Once the viewer gets past the base-level shock and awe of Hitler arguing with a small child like he’s Drop Dead Fred, there’s precious little about this tale that feels in any way relevant or worth stating. By the time Sam Rockwell is getting his now annual showcase as a terrible racist who maybe, sorta, kinda has a heart of gold, it’s difficult not to wonder how Waititi looked at the world in 2019, with its resurgence of white supremacy, nationalism and literal Nazism, and thought we all really needed a precious indie comedy about the fucking Holocaust.
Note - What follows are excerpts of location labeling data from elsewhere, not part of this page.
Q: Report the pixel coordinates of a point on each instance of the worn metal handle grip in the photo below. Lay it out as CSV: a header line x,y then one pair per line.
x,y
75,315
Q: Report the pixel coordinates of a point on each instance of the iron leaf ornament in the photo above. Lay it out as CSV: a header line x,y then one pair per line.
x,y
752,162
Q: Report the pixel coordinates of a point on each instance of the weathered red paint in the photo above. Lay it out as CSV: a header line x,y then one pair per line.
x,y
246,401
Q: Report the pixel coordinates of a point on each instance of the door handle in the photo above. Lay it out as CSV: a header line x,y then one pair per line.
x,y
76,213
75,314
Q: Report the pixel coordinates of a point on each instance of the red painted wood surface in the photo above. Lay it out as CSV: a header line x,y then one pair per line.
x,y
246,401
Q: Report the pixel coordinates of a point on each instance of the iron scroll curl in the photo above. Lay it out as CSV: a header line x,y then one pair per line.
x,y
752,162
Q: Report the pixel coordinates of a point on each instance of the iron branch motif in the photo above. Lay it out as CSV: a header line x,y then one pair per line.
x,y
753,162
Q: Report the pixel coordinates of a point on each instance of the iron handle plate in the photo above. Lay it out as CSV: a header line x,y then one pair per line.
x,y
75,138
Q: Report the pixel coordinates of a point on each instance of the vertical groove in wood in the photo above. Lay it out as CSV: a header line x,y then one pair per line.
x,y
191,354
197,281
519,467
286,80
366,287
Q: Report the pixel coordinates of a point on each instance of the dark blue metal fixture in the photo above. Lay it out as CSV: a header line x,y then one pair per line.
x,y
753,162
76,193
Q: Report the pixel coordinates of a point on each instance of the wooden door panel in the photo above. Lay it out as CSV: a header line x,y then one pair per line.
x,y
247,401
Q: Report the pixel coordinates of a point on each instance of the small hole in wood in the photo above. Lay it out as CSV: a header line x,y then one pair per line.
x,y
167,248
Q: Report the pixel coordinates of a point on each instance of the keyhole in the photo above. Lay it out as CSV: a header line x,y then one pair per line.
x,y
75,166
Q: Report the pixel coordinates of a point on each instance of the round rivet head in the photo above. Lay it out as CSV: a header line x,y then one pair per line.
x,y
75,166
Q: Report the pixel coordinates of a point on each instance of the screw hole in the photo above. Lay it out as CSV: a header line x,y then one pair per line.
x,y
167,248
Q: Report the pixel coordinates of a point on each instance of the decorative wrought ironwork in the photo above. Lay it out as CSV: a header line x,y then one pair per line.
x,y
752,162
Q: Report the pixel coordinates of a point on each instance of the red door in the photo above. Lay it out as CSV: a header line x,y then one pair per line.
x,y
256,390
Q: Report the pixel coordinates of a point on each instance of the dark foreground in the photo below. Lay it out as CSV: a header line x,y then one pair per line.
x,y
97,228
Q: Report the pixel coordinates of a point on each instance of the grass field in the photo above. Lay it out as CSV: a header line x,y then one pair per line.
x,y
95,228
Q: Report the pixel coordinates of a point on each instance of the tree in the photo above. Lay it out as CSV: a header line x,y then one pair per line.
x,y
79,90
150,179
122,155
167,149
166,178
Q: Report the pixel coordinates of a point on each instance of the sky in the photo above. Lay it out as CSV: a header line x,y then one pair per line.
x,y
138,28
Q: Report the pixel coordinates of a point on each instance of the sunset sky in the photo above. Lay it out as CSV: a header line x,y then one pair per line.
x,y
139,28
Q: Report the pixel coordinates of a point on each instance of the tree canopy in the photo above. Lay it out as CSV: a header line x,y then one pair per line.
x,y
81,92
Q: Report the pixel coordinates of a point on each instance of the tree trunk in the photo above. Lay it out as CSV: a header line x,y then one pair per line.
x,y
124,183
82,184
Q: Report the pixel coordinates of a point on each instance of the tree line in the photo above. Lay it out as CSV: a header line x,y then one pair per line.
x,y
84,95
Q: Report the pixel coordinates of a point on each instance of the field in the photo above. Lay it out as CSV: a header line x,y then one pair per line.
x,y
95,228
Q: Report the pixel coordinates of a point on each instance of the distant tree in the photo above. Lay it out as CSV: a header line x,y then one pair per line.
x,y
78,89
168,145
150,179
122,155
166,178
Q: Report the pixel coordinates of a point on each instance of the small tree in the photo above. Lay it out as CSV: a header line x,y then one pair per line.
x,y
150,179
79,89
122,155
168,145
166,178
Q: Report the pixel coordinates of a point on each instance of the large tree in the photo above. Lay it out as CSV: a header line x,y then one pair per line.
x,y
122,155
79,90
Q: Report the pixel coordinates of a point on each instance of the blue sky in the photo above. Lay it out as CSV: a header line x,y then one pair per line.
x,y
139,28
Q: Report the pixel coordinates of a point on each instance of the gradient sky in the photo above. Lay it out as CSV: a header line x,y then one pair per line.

When Jojo Rabbit works, which is seldom, it functions in a way that still makes most of its core creative decisions seem questionable. The two elements of the film that work the best, the complex relationship between Jojo and his mother and his getting to know and understand Elsa, both would work just as well if the film wasn’t so gleefully in your face about its grossly irritating tone. There are a handful of powerful dramatic moments that prove Waititi knows how to effectively shift tone when necessary, but it’s all undercut by how pointless the film feels as a whole.
Maybe some audience members will be beguiled by this approach and heap plaudits on Waititi for assumed bravery and ambition, but with something this toothless in an era that could really use more bite, what good does it do patting someone on the back for doing the absolute bare minimum?